The “soft dollars” question, that is, the issue of the arrangements by which the managers of other peoples’ and other institutions’ money might most appropriately pay for investment-related research, remains unresolved.
Traditionally, the managers of investment funds, alternatives among them, could collect rebates from the trading fees charged them by brokerages, with the idea that they would use this money to pay for the research that would keep them trading. As a variation, the broker could do the research and share the results, without any money changing hands on this point between firm and broker. Either way, such arrangements came under fire on both sides of the Atlantic, and on both sides of the Channel, early in this century, and no ‘new normal’ has yet come about to replace the old.
A Delegated Directive
On April 7, 2016, the EC published its “Delegated Directive,” a level II measure under MiFID II.
The DD deals with among other points “the provision or reception of fees, commissions or any monetary or non-monetary benefits (inducements).” That language includes, for example, rebates as an inducement to keep trading through a particular broker.
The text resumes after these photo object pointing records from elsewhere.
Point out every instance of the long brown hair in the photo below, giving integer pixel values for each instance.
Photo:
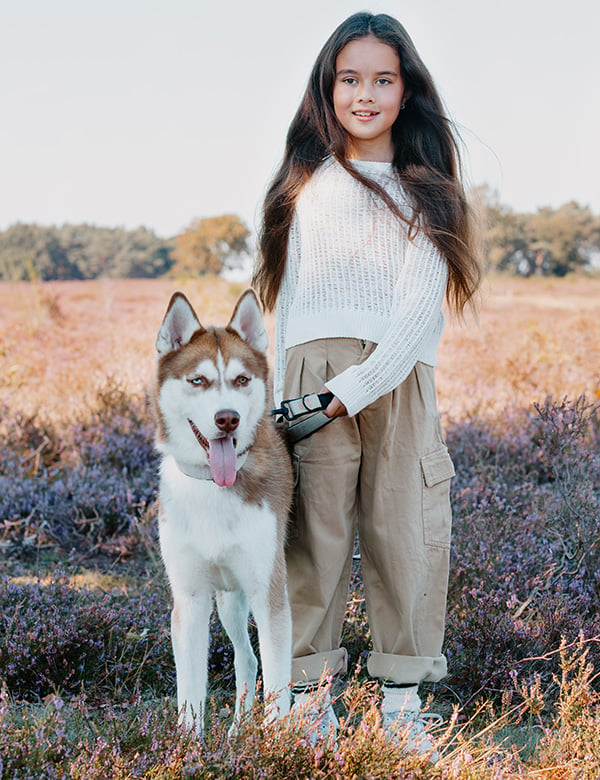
(426, 157)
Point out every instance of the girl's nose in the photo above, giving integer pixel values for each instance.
(365, 95)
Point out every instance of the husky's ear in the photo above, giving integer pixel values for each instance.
(247, 321)
(179, 325)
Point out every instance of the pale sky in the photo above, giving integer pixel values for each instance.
(154, 112)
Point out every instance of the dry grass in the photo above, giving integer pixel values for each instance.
(60, 341)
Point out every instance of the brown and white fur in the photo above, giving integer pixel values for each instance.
(225, 492)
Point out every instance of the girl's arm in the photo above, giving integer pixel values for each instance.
(284, 301)
(418, 299)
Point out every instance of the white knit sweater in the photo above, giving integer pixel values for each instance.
(352, 271)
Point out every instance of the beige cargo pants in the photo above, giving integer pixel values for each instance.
(385, 472)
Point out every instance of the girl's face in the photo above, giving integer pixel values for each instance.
(367, 95)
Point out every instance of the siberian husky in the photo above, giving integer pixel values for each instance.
(225, 492)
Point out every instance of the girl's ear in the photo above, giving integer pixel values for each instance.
(247, 321)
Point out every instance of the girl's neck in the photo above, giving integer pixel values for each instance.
(367, 153)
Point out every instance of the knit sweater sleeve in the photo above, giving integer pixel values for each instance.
(284, 299)
(418, 297)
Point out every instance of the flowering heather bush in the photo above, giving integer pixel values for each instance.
(526, 549)
(58, 638)
(526, 546)
(84, 486)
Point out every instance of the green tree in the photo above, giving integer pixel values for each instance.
(549, 241)
(209, 244)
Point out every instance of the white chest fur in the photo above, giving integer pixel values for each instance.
(209, 534)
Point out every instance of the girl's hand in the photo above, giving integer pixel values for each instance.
(336, 408)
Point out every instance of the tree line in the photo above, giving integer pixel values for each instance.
(548, 242)
(35, 252)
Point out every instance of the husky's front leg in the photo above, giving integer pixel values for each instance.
(274, 623)
(233, 612)
(190, 620)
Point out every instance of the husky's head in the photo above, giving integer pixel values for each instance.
(211, 385)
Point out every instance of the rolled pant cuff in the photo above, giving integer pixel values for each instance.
(310, 668)
(406, 669)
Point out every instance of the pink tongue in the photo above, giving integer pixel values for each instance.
(221, 458)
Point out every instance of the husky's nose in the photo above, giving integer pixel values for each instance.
(227, 420)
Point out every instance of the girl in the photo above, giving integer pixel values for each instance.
(365, 229)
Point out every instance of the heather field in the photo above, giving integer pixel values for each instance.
(86, 671)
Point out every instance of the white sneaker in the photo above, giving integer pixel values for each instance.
(401, 716)
(313, 705)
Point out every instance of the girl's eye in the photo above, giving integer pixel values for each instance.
(198, 381)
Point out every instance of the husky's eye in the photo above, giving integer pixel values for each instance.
(198, 381)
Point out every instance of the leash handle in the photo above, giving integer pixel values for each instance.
(292, 408)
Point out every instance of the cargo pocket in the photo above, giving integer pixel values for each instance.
(438, 470)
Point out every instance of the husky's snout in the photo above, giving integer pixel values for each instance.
(227, 420)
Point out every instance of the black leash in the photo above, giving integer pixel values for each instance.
(310, 404)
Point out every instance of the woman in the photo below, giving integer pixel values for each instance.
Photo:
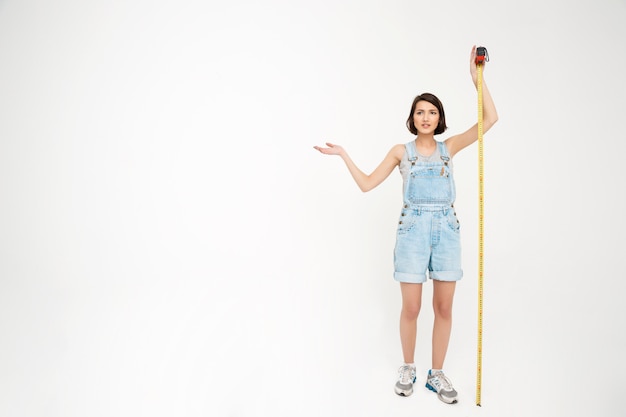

The firms/funds should refuse most such inducements. The refusal is mandated in order to crack down on self-dealing at the expense of clients. A rebate that the managers can put into their own pockets as a reward for sticking with a sub-par brokerage … a bad idea. So for that matter, in the view of the EC, is a rebate that managers would employ to research the markers. A firm might accept “minor non-monetary benefits.” But the European Securities and Markets Authority (ESMA) has taken the view that tailored investment research cannot fit that bill, and the EC has largely accepted ESMA’s advice.
A brokerage firm can offer as part of its services, and an investment firm as client can accept, “added-value tools, such as objective information tools, helping the relevant client to make investment decisions.” But in such a case they have an obligation to pass the value of those inducements on to their own clients as soon as possible.
Negotiating Explicit Research Charges
The DD encourages the unbundling of research from brokerage services, via a separate research account that may be “funded by a specific research charge to the client which should only be based on a research budget … and not linked to the volume and/or value of transactions executed on behalf of clients.” This sounds like a more conflict-free approach to paying for research than is the acceptance of inducements from brokers.
There is at least one respect in which the DD is more flexible than the advice offered by ESMA. The DD provides that a separate research account established pursuant to such an agreement may be increased after provision of “clear information” concerning the increase to the client. The ESMA advice seemed to be that more than clarity, that a separate explicit written agreement is required.
Brexit notwithstanding, Britain’s FSA has endorsed unbundling.
France? Not so much. L’Autorité des Marchés Financiers (AMF) released a consultation paper on the subject, on September 12.
Those Non-Monetary Benefits
France takes a broad view of what might count as a “minor non-monetary benefit,” and thus allows a fairly large loophole by which firms and brokers may arrange for a firm’s market research at the expense of the latter.
The AMF’s explanation? Insofar as macroeconomic research in particular “has been widely disseminated, it might reasonably be considered that a provider has not allocated specific substantial resources to any given portfolio manager in order to produce it. Consequently, such research constitutes a minor non-monetary benefit which could be received by the investment firm free of charge ….”
Since it is a “non-monetary benefit,” it has to stay non-monetary. So, the AMF says, “the benefit in question … will not be charged to the investment firm by the service provider, and the investment firm will therefore not be able to charge the cost to its own clients.”
What is “Research,” Anyway?
However exactly all this is worked out by the Eurozone, and/or by the Brits, the stress on regulating the financing of research makes it very important that the word “research” itself be defined with care. The AMF defines the word to cover materials or a service that “explicitly or implicitly recommends or suggests an investment strategy and provides a substantiated opinion as to the present or future value or price of such instruments or assets, or otherwise contains analysis and original insights and reaches conclusions based on new or existing information that could be used to inform an investment strategy and be relevant and capable of adding value to the investment firm’s decisions on behalf of clients being charged for that research.”